Policja poszukuje osoby, która w zamieściła w sieci informacje zapowiadające zamknięcie Pragi, wprowadzenie godziny policyjnej i wyprowadzenie wojska na ulice. Zdaniem premiera Czech Andreja Babisza autorowi fałszywych informacji grozi nawet osiem lat więzienia.
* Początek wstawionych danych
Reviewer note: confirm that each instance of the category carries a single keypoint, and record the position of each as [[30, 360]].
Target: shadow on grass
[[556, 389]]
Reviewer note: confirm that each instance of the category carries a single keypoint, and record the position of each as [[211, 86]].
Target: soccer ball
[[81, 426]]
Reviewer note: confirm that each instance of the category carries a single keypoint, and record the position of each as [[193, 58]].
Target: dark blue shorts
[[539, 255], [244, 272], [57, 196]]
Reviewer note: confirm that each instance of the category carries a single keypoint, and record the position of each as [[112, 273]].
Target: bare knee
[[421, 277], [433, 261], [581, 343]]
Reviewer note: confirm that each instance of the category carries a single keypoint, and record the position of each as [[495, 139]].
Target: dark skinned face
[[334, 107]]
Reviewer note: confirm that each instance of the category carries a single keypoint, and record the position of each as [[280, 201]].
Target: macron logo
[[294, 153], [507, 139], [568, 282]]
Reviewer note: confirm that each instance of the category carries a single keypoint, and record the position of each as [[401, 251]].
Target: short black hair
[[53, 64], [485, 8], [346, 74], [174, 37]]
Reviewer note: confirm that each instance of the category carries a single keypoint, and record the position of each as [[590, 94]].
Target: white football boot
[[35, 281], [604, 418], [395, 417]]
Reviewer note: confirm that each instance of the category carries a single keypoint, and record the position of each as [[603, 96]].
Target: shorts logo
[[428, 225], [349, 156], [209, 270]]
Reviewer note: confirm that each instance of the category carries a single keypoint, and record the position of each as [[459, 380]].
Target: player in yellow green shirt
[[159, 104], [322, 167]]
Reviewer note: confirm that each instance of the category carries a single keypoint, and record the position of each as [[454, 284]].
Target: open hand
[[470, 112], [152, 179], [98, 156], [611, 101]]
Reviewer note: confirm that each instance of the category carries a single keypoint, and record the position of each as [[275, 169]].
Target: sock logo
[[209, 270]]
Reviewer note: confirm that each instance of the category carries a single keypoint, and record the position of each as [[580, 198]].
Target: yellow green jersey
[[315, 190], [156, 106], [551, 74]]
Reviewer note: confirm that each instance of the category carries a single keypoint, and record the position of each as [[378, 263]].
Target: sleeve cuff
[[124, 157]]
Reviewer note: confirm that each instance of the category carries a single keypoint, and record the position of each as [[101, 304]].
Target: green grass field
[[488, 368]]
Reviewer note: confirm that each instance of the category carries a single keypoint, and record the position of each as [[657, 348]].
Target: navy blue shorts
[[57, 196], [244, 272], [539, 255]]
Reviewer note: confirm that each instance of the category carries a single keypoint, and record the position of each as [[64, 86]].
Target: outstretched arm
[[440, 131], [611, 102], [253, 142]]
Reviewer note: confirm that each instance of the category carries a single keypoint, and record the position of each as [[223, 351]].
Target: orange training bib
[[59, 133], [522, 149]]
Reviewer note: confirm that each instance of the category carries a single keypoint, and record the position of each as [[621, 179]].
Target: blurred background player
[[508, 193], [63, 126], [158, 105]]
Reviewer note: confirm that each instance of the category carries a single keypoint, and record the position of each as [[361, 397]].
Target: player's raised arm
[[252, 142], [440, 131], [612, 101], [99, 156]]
W internecie pojawiło się dźwiękowe nagranie młodej kobiety. Mówi, że ma informacje informację od znajomej, której matka pracuje w jednym z ministerstw. Informacja dotyczy planu objęcia Pragi kwarantanną. Miałaby ona zostać wprowadzona w nocy z niedzieli na poniedziałek, a w konsekwencji na ulicach miałoby pojawić się wojsko.
Premier zaprzecza i grozi
Babisz na profilu w sieci społecznościowej zdementował tę informację. W sobotę po południu, w wypowiedzi dla telewizji publicznej zaprzeczył, by propozycja zamknięcia miasta była rozpatrywana na posiedzeniach rządu lub Centralnego Sztabu Kryzysowego.
Premier przypomniał, że rozpowszechnianie fałszywych informacji w okresie stanu zagrożenia epidemią stanowi przestępstwo. Zagrożone jest ono karą do ośmiu lat więzienia.
Rzecznik policji Ondrzej Moravczik potwierdził, że podjęte zostały kroki, by zapobiec rozwojowi epidemii, ale nie poinformował o szczegółach tej inicjatywy.
1,7 tys. zł za brak maski
Policja ukarała za brak maseczki na twarzy mężczyznę w Mladej Boleslav mandatem maksymalnej wysokości – 10 tys. koron (około 1,7 tys. zł).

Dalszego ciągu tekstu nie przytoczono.